Francois Hollande, France’s first Socialist president since 1995, will consider party stalwarts including parliamentary leader Jean-Marc Ayrault and Martine Aubry, author of the 35-hour work week, as top ministers.
“We have to get away from austerity in Europe,” Ayrault said today in television interviews. “The election of Francois Hollande will allow the reordering of Europe.”
Hollande has said he’ll choose as prime minister a “uniter, who knows lawmakers well, knows the Socialist Party well and knows me well.”
That describes Ayrault, 62, who has headed the Socialist group in parliament since 1997 and is the mayor of the western city of Nantes. Ayrault is also a member of the defense commission at the National Assembly.
“The next important signpost in France will be the selection of a prime minister,” said Antonio Barroso, an analyst at Eurasia Group in London. “Whomever Hollande selects will set the whole tone for his government.”
The French return to the polls June 10 and 17 for two-round legislative elections for lawmakers at the National Assembly, where the defeated Nicolas Sarkozy’s party currently holds a majority.
“We can’t set things right if we don’t change the method,” Ayrault said today. “We know the situation is difficult.

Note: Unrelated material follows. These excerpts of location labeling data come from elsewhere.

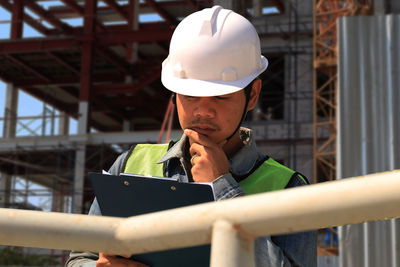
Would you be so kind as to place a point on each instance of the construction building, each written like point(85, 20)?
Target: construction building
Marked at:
point(95, 67)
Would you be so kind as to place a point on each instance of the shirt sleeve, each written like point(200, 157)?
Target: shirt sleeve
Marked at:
point(297, 249)
point(86, 258)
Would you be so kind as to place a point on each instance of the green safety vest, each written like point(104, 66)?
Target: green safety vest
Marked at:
point(269, 176)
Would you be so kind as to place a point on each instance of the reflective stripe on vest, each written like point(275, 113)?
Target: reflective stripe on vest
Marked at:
point(143, 160)
point(270, 176)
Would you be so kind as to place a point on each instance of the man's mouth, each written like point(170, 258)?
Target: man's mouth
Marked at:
point(203, 129)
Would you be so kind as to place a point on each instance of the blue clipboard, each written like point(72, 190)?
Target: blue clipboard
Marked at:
point(131, 195)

We will start with an audit of the state finances.”
Among Hollande’s economic advisers and candidates for cabinet posts are former Finance Minister Michel Sapin and Jerome Cahuzac, a surgeon and lawmaker who heads the National Assembly finance committee.
One question mark is over the future role of Aubry, mayor of the northern city of Lille and Socialist Party chief. Aubry is best known for having served as labor minister twice, putting in place the country’s 35-hour work week, which has been criticized for hurting French industrial competitiveness.
Running against Hollande in the Socialist primaries, Aubry suggested he would represent the “soft left” and accused him of having a right-wing bent.
Former Prime Minister Laurent Fabius may be a favorite for the foreign ministry, according to the Journal du Dimanche newspaper.
Other advisers to Hollande during the campaign were Manuel Valls and Pierre Moscovici, who could be potential cabinet members, while Jean-Yves le Drian, a regional representative in Brittany, is a possible defense minister, according to the JDD.
Hollande has pledged his cabinet will have gender parity so women who could be included are Socialist lawmakers Delphine Batho, who was a Hollande spokeswoman during the campaign, Aurelie Filippetti and Marisol Touraine as well as Najat Vallaud-Belkacem, another one of his spokeswomen who is deputy to the mayor of Lyon.